One challenge of this sector is engaging youth - especially those who feel that "the system" is indifferent to their needs and wishes. Authentic partnerships must involve active participation from those in power. This Devex post provides ideas for engaging youth to work in peacebuilding. From youth taking active and empowered roles as peacebuilders, to youth participation in post-conflict reconciliation processes, these resources provide lessons from a variety of cases.
Although they are often not explicit in a PYD approach, most programs aimed at the disengagement and reintegration of former combatants are aimed at "youth" (loosely defined as 18-35 years old).
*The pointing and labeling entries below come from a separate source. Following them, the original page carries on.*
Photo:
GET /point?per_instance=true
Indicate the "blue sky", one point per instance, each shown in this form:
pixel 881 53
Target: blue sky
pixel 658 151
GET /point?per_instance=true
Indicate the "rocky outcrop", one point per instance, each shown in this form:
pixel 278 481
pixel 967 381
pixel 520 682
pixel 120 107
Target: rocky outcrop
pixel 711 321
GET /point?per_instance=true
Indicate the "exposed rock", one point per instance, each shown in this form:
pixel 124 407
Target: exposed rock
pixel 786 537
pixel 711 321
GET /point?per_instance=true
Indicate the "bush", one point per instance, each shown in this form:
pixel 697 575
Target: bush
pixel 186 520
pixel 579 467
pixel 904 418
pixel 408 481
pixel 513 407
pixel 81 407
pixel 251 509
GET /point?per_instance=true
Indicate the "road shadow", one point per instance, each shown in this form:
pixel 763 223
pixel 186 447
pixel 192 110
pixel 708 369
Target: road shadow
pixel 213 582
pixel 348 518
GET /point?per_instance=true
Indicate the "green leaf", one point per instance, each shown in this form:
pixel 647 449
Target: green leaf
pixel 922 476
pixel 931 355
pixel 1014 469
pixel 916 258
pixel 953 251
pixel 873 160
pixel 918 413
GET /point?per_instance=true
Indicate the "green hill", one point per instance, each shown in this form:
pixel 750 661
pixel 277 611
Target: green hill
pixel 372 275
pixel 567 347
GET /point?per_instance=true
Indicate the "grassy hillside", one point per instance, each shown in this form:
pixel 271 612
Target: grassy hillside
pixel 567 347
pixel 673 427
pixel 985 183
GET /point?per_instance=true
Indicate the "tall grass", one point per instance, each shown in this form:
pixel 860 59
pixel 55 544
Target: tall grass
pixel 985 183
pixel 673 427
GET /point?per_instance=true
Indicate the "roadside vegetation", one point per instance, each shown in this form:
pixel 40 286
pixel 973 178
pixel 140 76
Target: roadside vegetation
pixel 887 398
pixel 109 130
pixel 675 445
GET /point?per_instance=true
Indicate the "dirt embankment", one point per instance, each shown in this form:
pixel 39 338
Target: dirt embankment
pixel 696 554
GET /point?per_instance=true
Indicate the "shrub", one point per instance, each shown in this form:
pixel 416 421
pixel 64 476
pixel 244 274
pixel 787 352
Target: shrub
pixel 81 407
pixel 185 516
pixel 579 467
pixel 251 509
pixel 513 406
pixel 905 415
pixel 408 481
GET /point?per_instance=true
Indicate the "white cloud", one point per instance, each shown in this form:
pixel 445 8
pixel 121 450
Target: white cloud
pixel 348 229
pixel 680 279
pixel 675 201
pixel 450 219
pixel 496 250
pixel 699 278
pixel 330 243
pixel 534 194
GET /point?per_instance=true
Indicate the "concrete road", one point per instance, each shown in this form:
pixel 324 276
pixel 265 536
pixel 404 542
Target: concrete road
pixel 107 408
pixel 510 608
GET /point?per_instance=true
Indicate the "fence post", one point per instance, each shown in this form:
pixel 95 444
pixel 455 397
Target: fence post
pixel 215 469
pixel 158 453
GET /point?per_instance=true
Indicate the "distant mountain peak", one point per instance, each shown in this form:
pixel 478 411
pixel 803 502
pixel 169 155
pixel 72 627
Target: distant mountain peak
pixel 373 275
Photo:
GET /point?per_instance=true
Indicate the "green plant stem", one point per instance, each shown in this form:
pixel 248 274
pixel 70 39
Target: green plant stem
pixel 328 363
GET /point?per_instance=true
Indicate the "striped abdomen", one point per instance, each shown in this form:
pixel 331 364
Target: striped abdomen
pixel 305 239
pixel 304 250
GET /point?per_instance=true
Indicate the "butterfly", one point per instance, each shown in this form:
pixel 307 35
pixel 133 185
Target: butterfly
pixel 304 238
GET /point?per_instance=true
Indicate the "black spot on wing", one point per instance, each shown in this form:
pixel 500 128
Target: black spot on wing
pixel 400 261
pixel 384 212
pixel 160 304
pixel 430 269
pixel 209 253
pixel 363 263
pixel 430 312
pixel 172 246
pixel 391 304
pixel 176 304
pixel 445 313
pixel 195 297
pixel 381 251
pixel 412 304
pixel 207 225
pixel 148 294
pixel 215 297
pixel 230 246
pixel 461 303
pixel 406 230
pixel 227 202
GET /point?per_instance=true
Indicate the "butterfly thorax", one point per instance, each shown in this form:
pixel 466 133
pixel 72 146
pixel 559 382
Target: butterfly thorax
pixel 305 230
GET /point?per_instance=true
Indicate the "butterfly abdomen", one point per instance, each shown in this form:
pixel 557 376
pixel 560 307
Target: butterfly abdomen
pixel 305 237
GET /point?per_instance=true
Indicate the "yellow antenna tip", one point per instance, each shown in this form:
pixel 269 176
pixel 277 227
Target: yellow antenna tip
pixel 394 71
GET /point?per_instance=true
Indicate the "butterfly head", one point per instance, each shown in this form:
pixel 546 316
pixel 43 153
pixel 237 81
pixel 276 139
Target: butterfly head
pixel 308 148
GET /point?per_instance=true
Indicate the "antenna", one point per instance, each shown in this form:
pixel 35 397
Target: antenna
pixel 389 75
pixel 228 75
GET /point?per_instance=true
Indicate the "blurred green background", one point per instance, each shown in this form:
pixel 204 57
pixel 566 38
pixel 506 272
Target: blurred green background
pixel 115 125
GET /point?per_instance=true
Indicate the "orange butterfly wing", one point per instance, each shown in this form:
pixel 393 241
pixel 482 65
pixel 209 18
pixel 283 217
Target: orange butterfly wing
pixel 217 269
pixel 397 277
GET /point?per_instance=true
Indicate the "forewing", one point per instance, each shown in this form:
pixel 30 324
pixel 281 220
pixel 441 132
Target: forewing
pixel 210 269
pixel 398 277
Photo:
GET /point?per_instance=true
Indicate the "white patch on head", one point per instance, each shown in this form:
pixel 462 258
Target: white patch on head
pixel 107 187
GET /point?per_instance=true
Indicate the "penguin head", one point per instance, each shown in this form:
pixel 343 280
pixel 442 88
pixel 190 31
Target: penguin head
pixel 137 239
Although it is difficult to arrive at exact numbers, UNICEF posits that nearly half of all refugees are children. A significant proportion of refugees, IDPs, and forced migrants are young people, many of whom are especially vulnerable to security risks including gendered violence in camps, transitional housing, and unfamiliar environments. A PYD lens on programming for displaced youth would focus on engaging young people as partners, creating an environment for their full participation, and shifting the focus from "victim" and/or "perpetrator" to "partner for peace."
Youth in conflict contexts are particularly vulnerable to gendered violence. This includes sexual violence and coercion, as well as gendered norms surrounding participation in violence.
While numbers vary widely, it is generally believed that most individuals who are recruited into violent groups (including gangs, violent extremist organizations, trafficking rings, and other non-state groups) are "youth" (under the age of 35). A PYD lens on violence and recruitment prevention programming treats youth as the most likely victims and opponents of these violent groups - as opposed to framing youth as a "risk" category. A growing body of evidence demonstrates that PYD and complexity-aware approaches to programming can have significant outcomes.
At the forefront of YouthPower's Learning Agenda is the role of trauma healing and psychological approaches in youth programming. While practitioners have long recognized traumatic impacts faced by youth in conflict and violence, cultural norms around mental health as well as accessibility of mental health practitioners vary widely between contexts.